Consumers’ appetite for Web content is well-established, but now they want their Web content served to go. That makes mobile Web services a lucrative market for Web companies and telecom service providers, but only if they overcome usability problems that currently take the “worldwide” out of World Wide Web by tethering it to clumsy authentication models designed more with the desktop in mind than the mobile world.
By Steve Northridge |
Mobile Web services won’t really take off until users have fast, seamless access to services. That means replacing existing authentication infrastructures with mobile-friendly systems that match mobile users’ desire for portability. Today’s authentication and payment systems don’t qualify as “mobile” because they require too much manual input into long registration forms. For example, a businesswoman with diabetes loses her medication bag while traveling in Tokyo. She needs to find a source of insulin and syringes close to her hotel. This situation highlights both the potential and the limitations of Web services within current authentication models.
Locating a pharmacy finder is easy enough on a Web-enabled smartphone, but it takes 15 minutes to register on the site, enter her payment information and receive an e-mail confirmation before she can even log on to the site and start looking. Once she gets to the pharmacy that will accept her insurance, she has trouble ordering because she doesn’t speak Japanese, and the pharmacy staff speaks limited English. She can find a Web service on her smartphone that allows her to type in a message and have it translated into Japanese, but again she has to go through the registration and payment process to use it.
How much easier would that woman’s experience be if every time she turned on her smartphone, she was automatically logged into a vast network of Web services that recognized her as a trusted customer and already had all the information it needed to take her business? At the very least, it would reduce her anxiety in a stressful situation.
Even in less extreme circumstances – i.e. the family that needs something to do after they drive 90 minutes to find their destination theme park closed for the day because of a burst water pipe –automatic authentication can be the difference between a customer using a Web service or driving around looking for brochures at a chamber of commerce kiosk.
Why does any of this matter to a service provider? Because it can drive usage on its network and offer opportunities to launch profitable value-added services linking users with Web services. The technology that providers need so they can step into that role is now emerging. Most notable among them is the Third Generation Partnership Project (3GPP) Generic Bootstrapping Architecture (GBA).
GBA opens the full range of Web-based services and content to mobile users by replacing multiple sign-ons with automatic, secure authentication through a mobile device’s subscriber identity module (SIM) card. The SIM card has all of the personal and payment information that Websites require. The network authenticates the subscriber as soon as he/she turns on their mobile device – no logins, no passwords.

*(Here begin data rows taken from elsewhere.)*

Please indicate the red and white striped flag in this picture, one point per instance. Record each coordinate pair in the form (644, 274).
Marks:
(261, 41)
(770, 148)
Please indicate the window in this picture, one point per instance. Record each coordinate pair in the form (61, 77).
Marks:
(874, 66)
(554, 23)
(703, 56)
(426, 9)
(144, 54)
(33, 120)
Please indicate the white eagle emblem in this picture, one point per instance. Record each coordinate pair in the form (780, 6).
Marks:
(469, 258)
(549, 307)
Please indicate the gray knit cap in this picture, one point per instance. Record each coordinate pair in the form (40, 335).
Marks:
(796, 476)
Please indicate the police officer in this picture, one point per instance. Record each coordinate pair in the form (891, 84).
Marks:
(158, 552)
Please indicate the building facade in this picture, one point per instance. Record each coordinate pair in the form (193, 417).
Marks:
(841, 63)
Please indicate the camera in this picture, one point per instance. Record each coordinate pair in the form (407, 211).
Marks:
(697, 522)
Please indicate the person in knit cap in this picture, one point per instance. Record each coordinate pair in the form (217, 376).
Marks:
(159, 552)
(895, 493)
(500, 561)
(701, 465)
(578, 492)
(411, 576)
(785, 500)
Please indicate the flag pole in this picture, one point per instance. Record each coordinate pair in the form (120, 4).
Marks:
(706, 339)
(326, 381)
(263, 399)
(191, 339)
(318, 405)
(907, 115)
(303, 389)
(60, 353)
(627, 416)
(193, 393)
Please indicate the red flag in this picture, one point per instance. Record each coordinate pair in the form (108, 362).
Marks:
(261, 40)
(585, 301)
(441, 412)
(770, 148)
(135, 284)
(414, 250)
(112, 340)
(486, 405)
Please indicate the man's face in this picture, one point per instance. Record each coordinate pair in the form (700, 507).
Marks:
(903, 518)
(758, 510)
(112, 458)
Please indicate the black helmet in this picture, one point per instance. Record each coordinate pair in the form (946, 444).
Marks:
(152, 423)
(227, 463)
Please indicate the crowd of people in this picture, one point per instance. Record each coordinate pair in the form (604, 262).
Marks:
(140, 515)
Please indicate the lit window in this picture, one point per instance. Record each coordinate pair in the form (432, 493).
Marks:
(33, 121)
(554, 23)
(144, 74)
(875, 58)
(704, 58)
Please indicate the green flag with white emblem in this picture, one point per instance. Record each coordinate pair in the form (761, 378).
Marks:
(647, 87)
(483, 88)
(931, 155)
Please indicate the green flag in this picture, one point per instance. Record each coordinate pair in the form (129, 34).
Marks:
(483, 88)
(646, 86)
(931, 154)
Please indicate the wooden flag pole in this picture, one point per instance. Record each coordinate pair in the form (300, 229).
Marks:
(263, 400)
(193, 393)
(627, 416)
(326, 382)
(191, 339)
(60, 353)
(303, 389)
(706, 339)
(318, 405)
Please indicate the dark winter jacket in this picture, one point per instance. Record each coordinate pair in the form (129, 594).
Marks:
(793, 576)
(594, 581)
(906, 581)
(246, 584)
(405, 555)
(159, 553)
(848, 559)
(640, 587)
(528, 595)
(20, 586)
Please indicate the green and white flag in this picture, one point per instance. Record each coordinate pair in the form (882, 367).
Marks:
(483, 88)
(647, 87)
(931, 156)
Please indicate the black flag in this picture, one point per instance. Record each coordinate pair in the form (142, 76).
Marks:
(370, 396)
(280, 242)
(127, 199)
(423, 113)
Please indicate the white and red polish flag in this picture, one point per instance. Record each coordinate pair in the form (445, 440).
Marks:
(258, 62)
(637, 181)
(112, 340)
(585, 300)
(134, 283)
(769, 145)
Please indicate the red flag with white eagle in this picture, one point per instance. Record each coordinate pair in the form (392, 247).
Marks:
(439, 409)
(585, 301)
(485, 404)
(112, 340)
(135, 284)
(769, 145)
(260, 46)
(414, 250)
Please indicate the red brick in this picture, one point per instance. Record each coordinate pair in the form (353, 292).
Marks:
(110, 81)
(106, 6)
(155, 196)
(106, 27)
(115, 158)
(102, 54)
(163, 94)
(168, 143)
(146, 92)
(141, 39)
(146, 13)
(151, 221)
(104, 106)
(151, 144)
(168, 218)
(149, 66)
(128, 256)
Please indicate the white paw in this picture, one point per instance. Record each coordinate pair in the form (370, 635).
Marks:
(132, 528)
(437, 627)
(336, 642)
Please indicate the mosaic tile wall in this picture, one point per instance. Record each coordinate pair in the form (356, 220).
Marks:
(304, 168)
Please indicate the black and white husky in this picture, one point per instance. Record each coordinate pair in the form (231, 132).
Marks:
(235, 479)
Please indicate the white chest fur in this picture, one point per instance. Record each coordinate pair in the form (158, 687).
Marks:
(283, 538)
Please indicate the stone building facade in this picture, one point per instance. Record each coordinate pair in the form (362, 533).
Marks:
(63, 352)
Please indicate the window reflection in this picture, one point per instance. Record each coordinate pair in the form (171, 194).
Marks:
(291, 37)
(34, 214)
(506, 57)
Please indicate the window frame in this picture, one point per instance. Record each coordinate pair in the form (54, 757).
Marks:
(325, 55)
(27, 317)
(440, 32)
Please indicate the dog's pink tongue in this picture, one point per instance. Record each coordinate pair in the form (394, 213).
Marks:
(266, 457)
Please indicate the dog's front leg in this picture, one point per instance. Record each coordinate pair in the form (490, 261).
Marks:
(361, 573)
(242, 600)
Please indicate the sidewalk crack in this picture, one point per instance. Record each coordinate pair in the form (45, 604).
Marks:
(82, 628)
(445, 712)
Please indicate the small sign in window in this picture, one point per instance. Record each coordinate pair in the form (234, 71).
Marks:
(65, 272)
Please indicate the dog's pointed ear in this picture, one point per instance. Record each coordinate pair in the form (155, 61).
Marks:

Carriers are in the strongest position to host bootstrapping authentication services. They already have networks and relationships with millions of wireless subscribers. Adding authentication services to their networks is a fairly simple matter of implementing bootstrapping application servers at the network edge. Once they have implemented bootstrapping servers, carriers can invite content providers to subscribe to their networks. That subscription invites all of the carrier’s subscribers to use participating Websites without registering, signing in or authorizing payment. When a subscriber hits a Website and requests a service, the request goes to the carrier’s bootstrap server, offloading traffic from the HLR (home location register) or HSS (home subscriber server). The bootstrap server authenticates the user to the Website server, which then provides the service. The site bills the subscriber through the carrier’s network.
In the scenario above, where the traveler needs insulin and syringes, instead of surfing the Web, she accesses her service provider portal and enters a few key words – insulin, Tokyo, 24 hours, for example. The portal displays a list of options, in ascending order of their distance from her location, which is pinpointed by GPS. She chooses an option, uses it to find a convenient pharmacy, and that’s that. She did not have to authenticate herself to the Website. She did not have to authorize payment for using the search service, or the translation service that helps her communicate with the pharmacy staff.
Carriers can layer their own value-added services between the user and the Website. For example, carriers can offer guaranteed high-bandwidth connections to Web services that need high bandwidth, like live video streaming. They also can offer metered billing to charge subscribers for their actual use of a service, rather than a flat fee. Metered billing will attract users who might only need a service once, and who don’t want to pay a flat fee for a month’s usage. Without an automatic authentication and payment mechanism, it’s not profitable for a Website to serve 1-time customers because it costs more to process them than the customer pays for the service. A bootstrapping architecture, however, automates payment processing, enabling the Website to aggregate small transactions into a profitable revenue stream.
Subscribers aren’t buying smartphones and Internet-enabled PDAs because they like thumb typing. They want fast, easy access to Web services anytime, anywhere. Easy, spontaneous access to Web services over carrier networks is the future. Convenience drives usage, and whether subscribers are in a car on the interstate or at their desk, automated authentication is more convenient than signing in anew for each session. Bootstrapping creates a mobile Web that works for subscribers, carriers and Web content providers.
Northridge is director of solutions engineering at Mount Laurel, N.J.-based Ulticom.